Mr. Montgomery’s lawyer, Anthony Ricco, said his client had no business with the city and had not asked Mr. Adams, a friend of 35 years, to take any action on his behalf.

“Dwayne Montgomery is a New York City hero, not a manufactured hero,” Mr. Ricco said, pointing to his client’s three decades of service with the Police Department and his commitment to the Harlem neighborhood where he grew up and where he was respected by the community.

After Mr. Montgomery retired from the department in 2009, he was the chief executive of a security company, Overwatch Services, for five years. A City Hall spokesman said Philip Banks III, Mr. Adams’s deputy mayor for public safety, bought the firm from Mr. Montgomery around 2015.

Mr. Montgomery’s biography on the archived web page of a separate security company, Public Safety Reimagined, which he co-founded last year, says he is also the director of integrity for Local 237 of the International Brotherhood of Teamsters, which represents some city workers.

New York City’s complex campaign finance law sits at the heart of the conduct detailed in the court papers. To diminish the influence of big donors and to help less-connected candidates get a leg up, New York City matches the first $250 of a resident’s donation eight to one.

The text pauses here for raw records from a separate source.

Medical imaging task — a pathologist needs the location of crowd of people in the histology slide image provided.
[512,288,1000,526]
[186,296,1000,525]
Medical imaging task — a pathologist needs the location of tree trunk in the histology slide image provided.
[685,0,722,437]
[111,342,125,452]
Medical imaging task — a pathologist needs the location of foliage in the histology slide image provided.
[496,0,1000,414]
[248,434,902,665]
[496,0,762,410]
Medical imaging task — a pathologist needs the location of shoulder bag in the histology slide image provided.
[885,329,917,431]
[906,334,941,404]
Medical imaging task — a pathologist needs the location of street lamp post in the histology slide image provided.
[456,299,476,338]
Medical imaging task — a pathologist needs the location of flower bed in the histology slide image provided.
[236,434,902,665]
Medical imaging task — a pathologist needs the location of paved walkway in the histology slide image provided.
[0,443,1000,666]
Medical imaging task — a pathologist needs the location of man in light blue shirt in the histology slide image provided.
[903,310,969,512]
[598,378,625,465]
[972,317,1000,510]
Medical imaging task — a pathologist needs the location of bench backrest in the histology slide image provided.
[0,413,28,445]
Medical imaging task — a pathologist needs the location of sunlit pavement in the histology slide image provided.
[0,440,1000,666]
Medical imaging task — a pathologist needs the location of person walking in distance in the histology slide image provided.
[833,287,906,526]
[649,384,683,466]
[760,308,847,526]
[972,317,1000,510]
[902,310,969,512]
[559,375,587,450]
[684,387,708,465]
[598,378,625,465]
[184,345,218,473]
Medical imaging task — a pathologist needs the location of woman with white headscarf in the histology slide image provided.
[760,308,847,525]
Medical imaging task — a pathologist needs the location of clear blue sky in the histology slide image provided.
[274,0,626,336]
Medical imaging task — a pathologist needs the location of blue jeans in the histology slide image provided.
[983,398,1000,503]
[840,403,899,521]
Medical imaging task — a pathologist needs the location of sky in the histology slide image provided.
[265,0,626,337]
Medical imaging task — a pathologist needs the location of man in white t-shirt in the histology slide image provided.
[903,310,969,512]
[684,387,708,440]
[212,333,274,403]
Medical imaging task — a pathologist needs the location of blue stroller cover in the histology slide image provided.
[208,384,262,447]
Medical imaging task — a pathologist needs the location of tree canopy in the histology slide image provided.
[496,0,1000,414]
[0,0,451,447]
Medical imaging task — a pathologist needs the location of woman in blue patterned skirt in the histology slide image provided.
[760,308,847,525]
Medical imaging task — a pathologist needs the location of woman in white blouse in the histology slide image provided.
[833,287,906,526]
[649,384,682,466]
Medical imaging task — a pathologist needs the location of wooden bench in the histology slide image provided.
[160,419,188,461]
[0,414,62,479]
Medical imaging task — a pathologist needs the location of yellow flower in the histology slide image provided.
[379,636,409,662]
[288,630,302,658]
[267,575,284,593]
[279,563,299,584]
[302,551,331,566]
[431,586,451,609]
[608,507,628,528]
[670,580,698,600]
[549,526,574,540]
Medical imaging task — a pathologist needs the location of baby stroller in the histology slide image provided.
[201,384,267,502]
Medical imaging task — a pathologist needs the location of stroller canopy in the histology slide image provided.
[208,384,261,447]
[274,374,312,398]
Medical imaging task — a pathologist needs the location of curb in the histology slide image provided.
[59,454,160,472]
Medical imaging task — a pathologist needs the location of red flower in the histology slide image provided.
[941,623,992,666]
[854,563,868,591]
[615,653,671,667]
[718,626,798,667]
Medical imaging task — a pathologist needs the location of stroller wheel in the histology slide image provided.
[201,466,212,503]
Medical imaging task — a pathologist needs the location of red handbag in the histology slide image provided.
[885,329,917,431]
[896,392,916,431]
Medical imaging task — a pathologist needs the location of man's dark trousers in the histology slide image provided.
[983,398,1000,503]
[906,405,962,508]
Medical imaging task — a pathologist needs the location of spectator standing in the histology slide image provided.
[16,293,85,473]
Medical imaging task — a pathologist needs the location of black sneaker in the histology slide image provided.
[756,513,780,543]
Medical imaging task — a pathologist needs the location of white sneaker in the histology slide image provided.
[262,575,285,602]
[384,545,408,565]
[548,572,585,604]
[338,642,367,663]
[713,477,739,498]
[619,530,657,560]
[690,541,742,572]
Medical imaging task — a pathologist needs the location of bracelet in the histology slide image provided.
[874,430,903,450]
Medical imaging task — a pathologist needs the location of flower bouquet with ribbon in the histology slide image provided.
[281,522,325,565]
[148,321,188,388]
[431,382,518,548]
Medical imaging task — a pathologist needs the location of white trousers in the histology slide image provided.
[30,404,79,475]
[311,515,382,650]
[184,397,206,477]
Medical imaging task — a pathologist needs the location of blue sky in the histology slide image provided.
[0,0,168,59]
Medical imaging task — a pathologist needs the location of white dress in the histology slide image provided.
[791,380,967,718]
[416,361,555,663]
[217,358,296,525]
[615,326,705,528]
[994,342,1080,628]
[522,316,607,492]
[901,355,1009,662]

The defendants are accused of trying to mask large donations by funneling them through so-called straw donors. That enabled the campaign to garner more city funds, and potentially amplified the defendants’ influence with the incoming mayor.

It was unclear how much public money was spent as a result of the scheme.

On Friday, Mr. Thies thanked prosecutors for “their hard work on behalf of taxpayers.”

“The campaign always held itself to the highest standards and we would never tolerate these actions,” Mr. Thies said. “The campaign will of course work with the D.A.’s office, the Campaign Finance Board and any relevant authorities.”

The defendants held two fund-raisers for Mr. Adams, one in August 2020 and the other a year later. The second took place after Mr. Adams had won the Democratic primary, effectively ensuring his election as mayor.

For each fund-raiser, according to prosecutors, the defendants recruited straw donors and then reimbursed them.

“I’ll put the money up for you,” Mr. Riza texted one relative, according to the indictment.

The defendants seemed aware that they were engaging in risky behavior.

“You gotta be careful cause you gotta make sure you do it through workers they trust, that’s not gonna talk, because remember a guy went to jail for that,” Mr. Peek told Mr. Riza at one point, according to the indictment.

The defendants appeared hopeful that their donations would help them win contracts on a development project. In July 2021, Mr. Riza forwarded an email advertising the project to Mr. Montgomery.

“FYI! This is the one I want, Safety, Drywall, and Security one project but we all can eat!” Mr. Riza wrote, the indictment says.

It was unclear whether Mr. Adams appeared at the fund-raisers. But Mr. Montgomery told Mr. Riza that the mayor would be more likely to do so if they could promise a certain amount of money would be raised, a practice that is not uncommon among politicians.

Mr. Adams “doesn’t want to do anything if he doesn’t get 25 Gs,” Mr. Montgomery said, according to the indictment.

Mr. Adams’s campaign said Mr. Montgomery appeared to be referring to the standard amount expected of hosts for a general election fund-raiser.

In a July 2021 phone call, Mr. Riza told Mr. Peek: “I know what the campaign finance laws is. Make sure it’s $1,000 in your name and $1,000 in another person’s name because the matching funds is eight-to-one, so $2,000 is $16,000.”